By Chinh Le & Mike Mazella Mr. Brown (name changed to maintain client confidentiality) and his wife came to the Big Chair office in Southeast D.C., because they had been sued as squatters by their landlord. A few weeks prior, they had received a favorable administrative decision resolving a tenant petition they filed against their landlord to contest an illegal rent increase. Rather than accept or appeal the administrative order, the landlord ignored it and sued Mr. Brown as a squatter in landlord-tenant court. The case was based on the landlord’s claim that Mr.
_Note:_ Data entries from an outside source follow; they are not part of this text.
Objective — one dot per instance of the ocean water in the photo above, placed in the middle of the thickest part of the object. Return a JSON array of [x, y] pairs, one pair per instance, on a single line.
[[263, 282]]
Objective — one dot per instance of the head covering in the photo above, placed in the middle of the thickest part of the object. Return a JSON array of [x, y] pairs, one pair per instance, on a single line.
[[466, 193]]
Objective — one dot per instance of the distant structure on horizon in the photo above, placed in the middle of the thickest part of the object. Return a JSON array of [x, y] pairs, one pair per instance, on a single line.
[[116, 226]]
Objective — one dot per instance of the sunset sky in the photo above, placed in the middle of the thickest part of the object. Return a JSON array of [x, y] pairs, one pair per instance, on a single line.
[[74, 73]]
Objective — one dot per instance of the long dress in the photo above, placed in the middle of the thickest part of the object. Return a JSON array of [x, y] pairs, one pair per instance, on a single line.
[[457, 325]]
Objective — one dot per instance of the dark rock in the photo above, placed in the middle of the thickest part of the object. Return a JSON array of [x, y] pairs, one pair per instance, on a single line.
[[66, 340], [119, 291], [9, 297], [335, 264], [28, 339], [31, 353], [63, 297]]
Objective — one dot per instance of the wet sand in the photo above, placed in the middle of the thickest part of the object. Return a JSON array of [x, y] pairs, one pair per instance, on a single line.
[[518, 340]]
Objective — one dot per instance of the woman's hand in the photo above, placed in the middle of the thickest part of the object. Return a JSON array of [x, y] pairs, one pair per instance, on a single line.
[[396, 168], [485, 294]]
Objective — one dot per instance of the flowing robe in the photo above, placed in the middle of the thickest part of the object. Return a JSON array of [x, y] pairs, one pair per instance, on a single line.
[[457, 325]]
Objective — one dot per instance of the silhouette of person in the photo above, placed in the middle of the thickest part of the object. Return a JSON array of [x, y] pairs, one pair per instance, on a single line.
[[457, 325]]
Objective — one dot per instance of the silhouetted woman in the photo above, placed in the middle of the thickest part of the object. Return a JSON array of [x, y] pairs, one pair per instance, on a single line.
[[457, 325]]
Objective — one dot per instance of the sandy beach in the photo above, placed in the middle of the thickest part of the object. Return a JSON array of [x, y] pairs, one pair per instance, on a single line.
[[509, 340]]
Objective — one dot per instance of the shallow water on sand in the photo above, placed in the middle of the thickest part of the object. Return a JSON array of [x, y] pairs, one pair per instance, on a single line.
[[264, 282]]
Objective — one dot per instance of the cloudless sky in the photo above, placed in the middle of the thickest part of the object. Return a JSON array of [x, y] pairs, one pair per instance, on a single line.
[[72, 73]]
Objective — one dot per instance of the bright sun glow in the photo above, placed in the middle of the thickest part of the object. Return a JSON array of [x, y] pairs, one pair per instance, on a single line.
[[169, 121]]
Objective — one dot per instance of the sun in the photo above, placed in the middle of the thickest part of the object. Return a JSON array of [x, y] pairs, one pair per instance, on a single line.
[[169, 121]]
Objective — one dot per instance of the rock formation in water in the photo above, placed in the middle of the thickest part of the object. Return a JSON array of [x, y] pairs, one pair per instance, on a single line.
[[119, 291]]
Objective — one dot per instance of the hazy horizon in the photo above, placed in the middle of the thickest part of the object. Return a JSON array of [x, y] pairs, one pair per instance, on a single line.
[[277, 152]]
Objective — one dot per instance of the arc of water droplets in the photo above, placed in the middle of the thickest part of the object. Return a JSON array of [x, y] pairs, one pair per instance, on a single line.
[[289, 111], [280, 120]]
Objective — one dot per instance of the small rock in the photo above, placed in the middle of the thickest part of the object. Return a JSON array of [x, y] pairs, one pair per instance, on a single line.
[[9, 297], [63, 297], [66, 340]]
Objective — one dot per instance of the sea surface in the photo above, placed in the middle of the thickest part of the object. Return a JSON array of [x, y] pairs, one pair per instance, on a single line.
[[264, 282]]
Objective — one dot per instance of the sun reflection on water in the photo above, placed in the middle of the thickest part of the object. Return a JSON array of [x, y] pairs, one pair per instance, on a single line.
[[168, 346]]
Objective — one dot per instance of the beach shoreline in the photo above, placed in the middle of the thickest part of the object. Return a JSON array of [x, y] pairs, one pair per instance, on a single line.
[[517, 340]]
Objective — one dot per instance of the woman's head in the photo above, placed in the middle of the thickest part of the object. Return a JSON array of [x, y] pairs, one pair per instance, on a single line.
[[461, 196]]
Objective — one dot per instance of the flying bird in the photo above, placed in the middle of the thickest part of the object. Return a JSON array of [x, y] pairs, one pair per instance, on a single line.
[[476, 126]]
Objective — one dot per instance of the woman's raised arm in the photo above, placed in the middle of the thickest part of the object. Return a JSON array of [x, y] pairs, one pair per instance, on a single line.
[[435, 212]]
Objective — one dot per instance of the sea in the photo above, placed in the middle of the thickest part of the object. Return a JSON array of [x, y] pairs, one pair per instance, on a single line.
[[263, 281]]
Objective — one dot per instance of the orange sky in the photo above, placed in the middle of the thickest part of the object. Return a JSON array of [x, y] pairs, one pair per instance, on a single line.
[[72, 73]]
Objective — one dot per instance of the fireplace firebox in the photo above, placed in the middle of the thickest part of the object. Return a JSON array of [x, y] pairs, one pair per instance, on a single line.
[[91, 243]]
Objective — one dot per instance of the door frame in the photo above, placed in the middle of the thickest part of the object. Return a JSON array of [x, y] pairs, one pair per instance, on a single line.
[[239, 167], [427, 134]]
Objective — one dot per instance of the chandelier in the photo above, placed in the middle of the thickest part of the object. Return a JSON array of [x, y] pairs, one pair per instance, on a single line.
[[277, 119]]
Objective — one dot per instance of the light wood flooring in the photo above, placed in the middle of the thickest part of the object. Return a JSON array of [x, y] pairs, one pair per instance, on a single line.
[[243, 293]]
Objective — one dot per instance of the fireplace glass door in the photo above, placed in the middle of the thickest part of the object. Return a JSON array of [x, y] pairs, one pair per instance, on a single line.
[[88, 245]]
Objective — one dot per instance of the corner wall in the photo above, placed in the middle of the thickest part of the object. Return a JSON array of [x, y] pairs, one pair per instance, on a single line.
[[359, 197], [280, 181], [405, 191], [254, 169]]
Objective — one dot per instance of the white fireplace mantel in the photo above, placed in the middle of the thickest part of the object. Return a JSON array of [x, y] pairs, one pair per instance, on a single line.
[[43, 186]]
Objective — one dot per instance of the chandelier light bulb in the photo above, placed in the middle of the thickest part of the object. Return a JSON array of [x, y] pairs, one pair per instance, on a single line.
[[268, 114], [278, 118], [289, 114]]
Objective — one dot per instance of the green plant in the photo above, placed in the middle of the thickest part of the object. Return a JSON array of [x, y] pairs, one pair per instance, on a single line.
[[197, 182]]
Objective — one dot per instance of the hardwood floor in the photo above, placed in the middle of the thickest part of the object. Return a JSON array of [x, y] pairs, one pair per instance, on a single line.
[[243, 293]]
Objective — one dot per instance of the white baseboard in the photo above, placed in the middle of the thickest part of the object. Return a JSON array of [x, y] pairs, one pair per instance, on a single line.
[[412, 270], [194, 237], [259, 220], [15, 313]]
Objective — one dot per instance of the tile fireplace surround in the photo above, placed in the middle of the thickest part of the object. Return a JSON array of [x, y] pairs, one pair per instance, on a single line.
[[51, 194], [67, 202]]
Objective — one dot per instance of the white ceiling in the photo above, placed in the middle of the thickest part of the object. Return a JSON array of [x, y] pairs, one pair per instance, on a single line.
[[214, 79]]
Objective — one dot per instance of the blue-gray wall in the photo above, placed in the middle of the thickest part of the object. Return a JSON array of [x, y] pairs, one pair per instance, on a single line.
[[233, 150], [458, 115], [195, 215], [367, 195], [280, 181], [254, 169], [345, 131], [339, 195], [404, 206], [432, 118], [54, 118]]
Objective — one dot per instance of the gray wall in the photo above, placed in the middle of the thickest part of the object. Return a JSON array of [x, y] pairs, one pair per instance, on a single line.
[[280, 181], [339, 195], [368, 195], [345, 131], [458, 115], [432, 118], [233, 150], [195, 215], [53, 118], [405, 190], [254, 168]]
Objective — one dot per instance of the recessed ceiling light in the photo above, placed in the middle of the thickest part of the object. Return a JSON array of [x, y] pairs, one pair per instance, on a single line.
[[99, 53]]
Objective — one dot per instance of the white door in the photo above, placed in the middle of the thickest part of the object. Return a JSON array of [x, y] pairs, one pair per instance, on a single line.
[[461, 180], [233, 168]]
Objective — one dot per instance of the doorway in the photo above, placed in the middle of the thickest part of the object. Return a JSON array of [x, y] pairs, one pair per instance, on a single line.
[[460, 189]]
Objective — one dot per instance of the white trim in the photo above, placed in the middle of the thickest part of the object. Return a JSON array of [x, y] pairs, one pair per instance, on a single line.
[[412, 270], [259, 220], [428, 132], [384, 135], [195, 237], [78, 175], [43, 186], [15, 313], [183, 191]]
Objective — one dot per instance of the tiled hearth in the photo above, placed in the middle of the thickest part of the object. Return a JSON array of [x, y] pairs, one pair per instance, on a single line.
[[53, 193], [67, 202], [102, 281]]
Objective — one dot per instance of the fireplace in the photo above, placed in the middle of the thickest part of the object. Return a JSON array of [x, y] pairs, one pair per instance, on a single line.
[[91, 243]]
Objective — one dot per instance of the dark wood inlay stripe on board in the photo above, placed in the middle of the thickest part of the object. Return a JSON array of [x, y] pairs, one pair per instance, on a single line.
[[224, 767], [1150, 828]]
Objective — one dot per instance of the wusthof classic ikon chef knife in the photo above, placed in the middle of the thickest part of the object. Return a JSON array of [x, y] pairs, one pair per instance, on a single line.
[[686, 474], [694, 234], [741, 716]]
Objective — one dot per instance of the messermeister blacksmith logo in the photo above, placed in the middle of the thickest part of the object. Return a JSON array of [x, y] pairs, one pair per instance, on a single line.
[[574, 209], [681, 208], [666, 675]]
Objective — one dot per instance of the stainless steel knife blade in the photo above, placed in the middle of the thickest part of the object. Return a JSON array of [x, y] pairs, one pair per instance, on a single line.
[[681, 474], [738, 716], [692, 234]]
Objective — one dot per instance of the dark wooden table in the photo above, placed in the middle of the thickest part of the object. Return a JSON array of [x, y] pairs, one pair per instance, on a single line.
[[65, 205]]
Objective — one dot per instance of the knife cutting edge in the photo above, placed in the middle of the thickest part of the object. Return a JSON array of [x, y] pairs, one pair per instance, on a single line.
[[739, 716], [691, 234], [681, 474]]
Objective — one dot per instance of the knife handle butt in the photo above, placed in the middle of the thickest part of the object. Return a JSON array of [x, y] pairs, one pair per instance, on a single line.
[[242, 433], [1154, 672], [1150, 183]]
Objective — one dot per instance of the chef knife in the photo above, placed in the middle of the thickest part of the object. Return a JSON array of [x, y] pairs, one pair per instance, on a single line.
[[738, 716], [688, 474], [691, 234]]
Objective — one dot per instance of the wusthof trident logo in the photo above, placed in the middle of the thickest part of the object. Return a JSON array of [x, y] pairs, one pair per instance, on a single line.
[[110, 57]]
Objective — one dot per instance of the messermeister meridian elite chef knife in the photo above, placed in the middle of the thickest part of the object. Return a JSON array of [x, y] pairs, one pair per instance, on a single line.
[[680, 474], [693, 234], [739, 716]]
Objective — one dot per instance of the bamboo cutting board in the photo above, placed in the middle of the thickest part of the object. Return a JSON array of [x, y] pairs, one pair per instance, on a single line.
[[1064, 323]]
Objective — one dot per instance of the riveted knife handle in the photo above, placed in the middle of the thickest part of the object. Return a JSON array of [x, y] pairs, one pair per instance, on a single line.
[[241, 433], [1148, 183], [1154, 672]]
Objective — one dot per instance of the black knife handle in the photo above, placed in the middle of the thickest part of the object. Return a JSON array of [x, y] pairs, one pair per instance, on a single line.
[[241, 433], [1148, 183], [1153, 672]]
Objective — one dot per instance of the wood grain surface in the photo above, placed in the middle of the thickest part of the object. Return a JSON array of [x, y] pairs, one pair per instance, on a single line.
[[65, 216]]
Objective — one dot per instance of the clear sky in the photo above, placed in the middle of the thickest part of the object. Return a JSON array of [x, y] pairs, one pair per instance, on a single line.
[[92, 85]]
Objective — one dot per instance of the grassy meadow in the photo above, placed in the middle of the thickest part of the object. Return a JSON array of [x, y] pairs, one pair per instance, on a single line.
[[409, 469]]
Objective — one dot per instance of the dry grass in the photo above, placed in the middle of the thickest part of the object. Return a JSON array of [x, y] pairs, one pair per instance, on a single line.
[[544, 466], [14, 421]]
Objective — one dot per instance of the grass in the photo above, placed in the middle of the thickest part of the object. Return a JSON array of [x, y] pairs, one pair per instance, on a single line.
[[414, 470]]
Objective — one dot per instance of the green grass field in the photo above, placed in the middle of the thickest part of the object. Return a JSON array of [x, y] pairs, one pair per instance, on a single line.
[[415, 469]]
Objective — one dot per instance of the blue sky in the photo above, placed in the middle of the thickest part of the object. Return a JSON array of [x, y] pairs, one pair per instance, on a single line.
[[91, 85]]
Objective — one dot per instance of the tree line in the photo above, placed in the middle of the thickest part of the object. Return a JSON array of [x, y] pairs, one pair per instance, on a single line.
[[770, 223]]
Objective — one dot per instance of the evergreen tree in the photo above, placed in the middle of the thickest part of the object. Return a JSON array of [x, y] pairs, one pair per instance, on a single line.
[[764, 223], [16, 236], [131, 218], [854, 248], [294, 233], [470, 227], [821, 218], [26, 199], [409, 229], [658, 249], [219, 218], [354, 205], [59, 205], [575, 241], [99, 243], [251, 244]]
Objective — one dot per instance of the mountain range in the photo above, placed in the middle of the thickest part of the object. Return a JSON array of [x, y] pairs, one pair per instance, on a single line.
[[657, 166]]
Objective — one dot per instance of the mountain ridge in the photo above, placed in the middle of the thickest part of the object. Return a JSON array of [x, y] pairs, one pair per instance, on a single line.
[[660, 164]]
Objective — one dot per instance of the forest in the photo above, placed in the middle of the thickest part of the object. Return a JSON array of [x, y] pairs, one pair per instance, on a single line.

Brown, who had rented his current unit since 1994, was not a tenant of that unit, and was only permitted to reside in a studio unit that he had previously rented from 1986–1994. Legal Aid filed a motion to dismiss the landlord-tenant case. The pro se landlord decided that she needed to hire an attorney, which she did and shortly thereafter voluntarily dismissed the case before the hearing. Mr. Brown had been struggling with complications from a stroke and has great difficulty communicating and getting around. Throughout the hearings, Mr. Brown’s attorney met him and his wife at the Big Chair office and at their home, so that Mr. Brown could avoid having to travel and cut down his transportation time to the court. What began as a mentally and potentially physically stressful problem for Mr. Brown and his wife ended happily as a result of Legal Aid’s help through our presence at the Big Chair.